Take a look at a recent Maxine Goodman Levin School of Urban Affairs publication:
Publication Date: October 2019
For many, regionalism is the answer to managing city challenges brought about by metropolitan sprawl. Defined in many ways, proponents of regionalism tend to rest their policy recommendations on regional tax sharing or increasing local coordination and sharing of services. Northeast Ohio has seen its share of efforts to achieve both. For the most part, such efforts have not made it far on the policy agenda, mainly due to fear of the “free rider” problem in the case of regional tax sharing, and the fear of losing local autonomy with distributed governance.

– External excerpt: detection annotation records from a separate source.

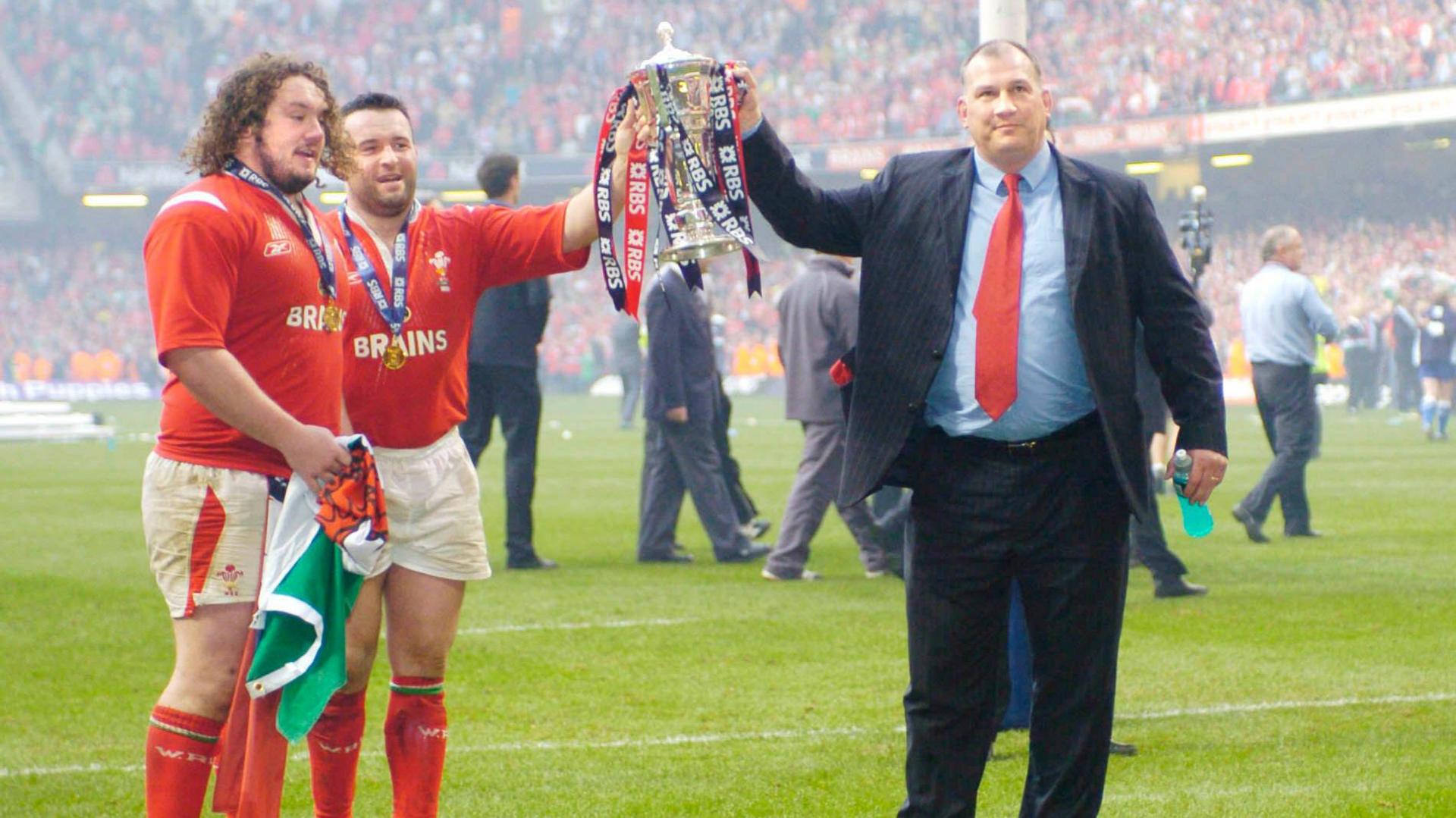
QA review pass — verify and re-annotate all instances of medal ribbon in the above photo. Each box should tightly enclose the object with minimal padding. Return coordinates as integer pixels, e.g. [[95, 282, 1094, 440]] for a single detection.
[[223, 157, 339, 299], [339, 207, 415, 339]]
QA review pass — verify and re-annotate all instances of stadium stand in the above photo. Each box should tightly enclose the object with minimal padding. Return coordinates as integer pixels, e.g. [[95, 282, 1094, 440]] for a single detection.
[[8, 0, 1456, 160]]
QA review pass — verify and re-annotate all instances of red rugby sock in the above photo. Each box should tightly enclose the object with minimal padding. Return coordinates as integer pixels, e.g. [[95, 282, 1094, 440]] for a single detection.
[[146, 704, 223, 818], [384, 677, 447, 818], [309, 690, 364, 818]]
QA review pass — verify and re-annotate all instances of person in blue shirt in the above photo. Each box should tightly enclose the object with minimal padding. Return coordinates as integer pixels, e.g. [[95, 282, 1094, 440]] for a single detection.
[[1233, 224, 1339, 543]]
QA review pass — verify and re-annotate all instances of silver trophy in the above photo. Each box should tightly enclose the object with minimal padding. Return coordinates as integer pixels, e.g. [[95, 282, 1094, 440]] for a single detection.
[[628, 22, 742, 264]]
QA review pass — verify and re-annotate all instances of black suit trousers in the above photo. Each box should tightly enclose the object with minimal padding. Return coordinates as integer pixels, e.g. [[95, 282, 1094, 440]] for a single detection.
[[460, 364, 541, 560], [900, 422, 1130, 818]]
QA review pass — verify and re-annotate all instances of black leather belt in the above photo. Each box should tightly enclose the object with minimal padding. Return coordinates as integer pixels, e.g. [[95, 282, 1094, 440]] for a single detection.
[[929, 412, 1101, 457]]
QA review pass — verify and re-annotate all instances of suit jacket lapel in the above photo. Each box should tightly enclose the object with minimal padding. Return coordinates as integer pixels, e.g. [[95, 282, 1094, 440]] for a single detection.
[[1051, 149, 1092, 306], [937, 150, 975, 288]]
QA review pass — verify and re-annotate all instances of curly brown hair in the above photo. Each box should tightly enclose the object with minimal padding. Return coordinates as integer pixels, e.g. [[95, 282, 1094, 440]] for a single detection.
[[182, 51, 354, 179]]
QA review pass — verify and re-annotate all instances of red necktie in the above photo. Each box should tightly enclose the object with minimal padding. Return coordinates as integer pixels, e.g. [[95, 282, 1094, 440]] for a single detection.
[[971, 173, 1025, 421]]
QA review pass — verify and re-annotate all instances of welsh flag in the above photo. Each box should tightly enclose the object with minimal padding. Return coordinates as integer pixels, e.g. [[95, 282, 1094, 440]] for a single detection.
[[246, 435, 389, 741]]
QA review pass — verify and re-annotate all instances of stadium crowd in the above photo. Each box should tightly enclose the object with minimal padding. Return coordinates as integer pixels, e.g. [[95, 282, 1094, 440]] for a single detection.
[[0, 236, 792, 391], [1198, 218, 1456, 359], [0, 0, 1456, 168], [0, 218, 1456, 391]]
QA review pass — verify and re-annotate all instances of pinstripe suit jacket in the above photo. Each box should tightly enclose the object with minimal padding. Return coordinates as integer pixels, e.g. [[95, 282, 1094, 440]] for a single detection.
[[744, 121, 1228, 511]]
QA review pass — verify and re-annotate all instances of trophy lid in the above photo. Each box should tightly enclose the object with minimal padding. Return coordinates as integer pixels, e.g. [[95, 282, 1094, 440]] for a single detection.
[[638, 20, 706, 68]]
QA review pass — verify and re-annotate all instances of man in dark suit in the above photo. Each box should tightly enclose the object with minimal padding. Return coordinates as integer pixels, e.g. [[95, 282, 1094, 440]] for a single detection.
[[460, 153, 556, 569], [738, 41, 1228, 816], [638, 265, 769, 562]]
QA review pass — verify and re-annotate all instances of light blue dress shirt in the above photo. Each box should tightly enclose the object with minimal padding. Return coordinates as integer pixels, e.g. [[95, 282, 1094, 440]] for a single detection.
[[924, 144, 1097, 441], [1239, 262, 1339, 365]]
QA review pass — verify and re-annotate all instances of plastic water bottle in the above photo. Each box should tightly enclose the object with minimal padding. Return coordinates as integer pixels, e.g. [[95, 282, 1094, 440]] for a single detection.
[[1174, 448, 1213, 537]]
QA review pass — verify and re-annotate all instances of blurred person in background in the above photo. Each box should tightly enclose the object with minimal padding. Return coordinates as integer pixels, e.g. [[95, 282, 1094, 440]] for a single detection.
[[460, 153, 556, 569], [1415, 280, 1456, 441], [636, 264, 769, 563], [1233, 224, 1339, 543], [761, 256, 885, 579]]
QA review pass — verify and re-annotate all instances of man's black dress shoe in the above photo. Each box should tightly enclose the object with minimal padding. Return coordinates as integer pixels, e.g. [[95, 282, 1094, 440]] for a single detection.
[[505, 554, 556, 571], [1233, 505, 1269, 543], [1153, 576, 1209, 600], [718, 543, 770, 562], [638, 547, 693, 562]]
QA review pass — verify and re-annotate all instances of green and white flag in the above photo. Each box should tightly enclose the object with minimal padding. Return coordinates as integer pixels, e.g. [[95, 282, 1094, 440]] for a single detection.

But the context for local autonomy has changed over the years. Jurisdictions that were fiscally sound now find that they are not immune from fiscal constraints. The question then becomes, does fiscal uncertainty encourage new governance arrangements? The goal here is to see how widespread and significant collaborative arrangements are in Cuyahoga County, Ohio. This one county defines our regional frame. The study question is important because interlocal agreements can be thought of as the building blocks of sustainable regionalism. The more concrete agreements and examples that are developed in a geography, the better examples they are for adjacent geographies to emulate if they so choose.
The Levin Regional Cooperation Survey was designed and administered by a team of researchers at the Maxine Goodman Levin School of Urban Affairs at Cleveland State University. The purpose of the survey was to examine regional collaboration efforts currently underway in Cuyahoga County and to get a sense of whether there is widespread interest in collaboration as a way improving city management and operations.